00:02:26.520 This bug was filed by one of my co-workers at Shopify, David Stosik, who is also a Tokyo local. He reported that 'array sum' and 'enumerable sum' sometimes show different behaviors.
00:02:36.900 A thorough bug description includes a minimal reproduction that David has provided. To understand what he was saying about the bug, he has this class, which is a float wrapper. The critical part of this float wrapper is the plus method, which adds a float (the float within the float wrapper) to anything that implements 'to_f', and then wraps it in another float wrapper.
00:03:00.240 As you can imagine, we could add together two float wrappers, say with integer values 1.5 and 3.5, and we would get back a float wrapper with a float value of 5.0. This plus method also allows us to add a float wrapper to a float or an integer, or anything that implements 'to_f'. Therefore, we could also add a float wrapper with a float value of 1.5 to say 3.5 and similarly get back a float wrapper with a float value of 5.0.
00:03:22.500 So that’s how this float wrapper class David is using works. But what was he saying was the crux of his bug? He was saying that 'array sum' and 'enumerable sum' sometimes show different behaviors.
00:03:40.920 Let’s look at those behaviors. The first case he described is enumerable sum, which takes an array containing the element seven, and adds a float wrapper to it. As expected, we get back a float wrapper with a float value of 7. If we call array sum with the same array and pass in the same float wrapper as an argument, we instead get back just the number seven—not a float wrapper containing seven—which David accurately described with an emoji as an explosion. They show different behaviors.
00:04:11.880 The first question David asked was, 'What do the docs say?' He included this within his ticket, stating what the documentation said. If the documentation doesn’t reflect the behavior, that means one of two things is true: either the docs are inaccurate, or the behavior itself is wrong. It’s a great way to contribute to CRuby; there's a whole documentation guide on how you can add or improve documentation.
00:04:44.640 My co-workers Stan, Peter, and I actually worked on improving the documentation briefly last year. So let's look at the expected behavior of array sum David was talking about. He included a snippet which is straight from the docs: it starts with sum as the initial value, iterates over the array to add each element to the sum, and then returns the sum. In this case, our array contains just the number seven.
00:05:00.960 If we run this, we'll get back the expected result: a float wrapper which was not the actual behavior that we got when we received just the number seven. The documentation was not equal to the behavior. But the crux of what we want to do here is to learn how we can understand what’s happening. We can demonstrate this behavior, but how can we go behind the scenes, see through another layer, and understand what’s actually happening?
00:05:25.320 There are two steps I want to talk about: the first is how to build Ruby locally, and the second is how to test Ruby locally. So first, let’s talk about building. There are three main commands here: the first one should make sense; we want to clone the repo down. Next, we're going to want to run the autogen command, which will generate our configure file.
00:05:42.840 Lastly, we're going to want to configure CRuby, and this prefix we're passing is where we would install it if we later run an install command—specifying which directory on our local machine. There are some runtime flags I want to call out explicitly that can speed up installation or our builds later on: 'disable install doc' and 'disable gems'. Installing the documentation takes a little bit of time, and if you're not working on documentation, there's no need to include this when you build. You can add these flags right at the end of the configure line.

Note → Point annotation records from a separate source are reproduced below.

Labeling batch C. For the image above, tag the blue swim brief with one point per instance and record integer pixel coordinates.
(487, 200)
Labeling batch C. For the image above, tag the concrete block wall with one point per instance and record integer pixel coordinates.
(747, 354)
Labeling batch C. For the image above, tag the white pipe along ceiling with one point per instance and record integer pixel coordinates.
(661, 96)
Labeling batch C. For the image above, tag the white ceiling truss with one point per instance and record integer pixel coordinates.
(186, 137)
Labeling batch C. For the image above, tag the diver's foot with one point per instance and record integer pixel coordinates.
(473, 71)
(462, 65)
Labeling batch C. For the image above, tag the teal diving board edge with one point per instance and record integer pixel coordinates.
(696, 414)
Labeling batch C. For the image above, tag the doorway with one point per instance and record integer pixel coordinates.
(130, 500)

00:06:00.960 The second thing I wanted to touch on is setting environment variables for debugging. There are three here I wanted to mention if you want to build Ruby in debug mode. We’ll see later on in this talk what that means, but you will want another set of tools that allows you to use all the debugging capabilities.
00:06:06.839 The first is debug flags, which set the debugging options for the compiler. The '-g' flag generates debugging information, which is invaluable when using a debugger like GDB to debug the Ruby interpreter. 'Opt flags' set the optimization level for the compiler, and '-O0' disables optimizations that may make debugging easier while resulting in slightly slower execution.
00:06:34.020 The last flag sets the preprocessor options for the compiler. '-D RUBY_DEBUG=1' defines the Ruby debug macro to enable additional debugging features or checks within the source code. You’ll want to set those flags right within that configure line.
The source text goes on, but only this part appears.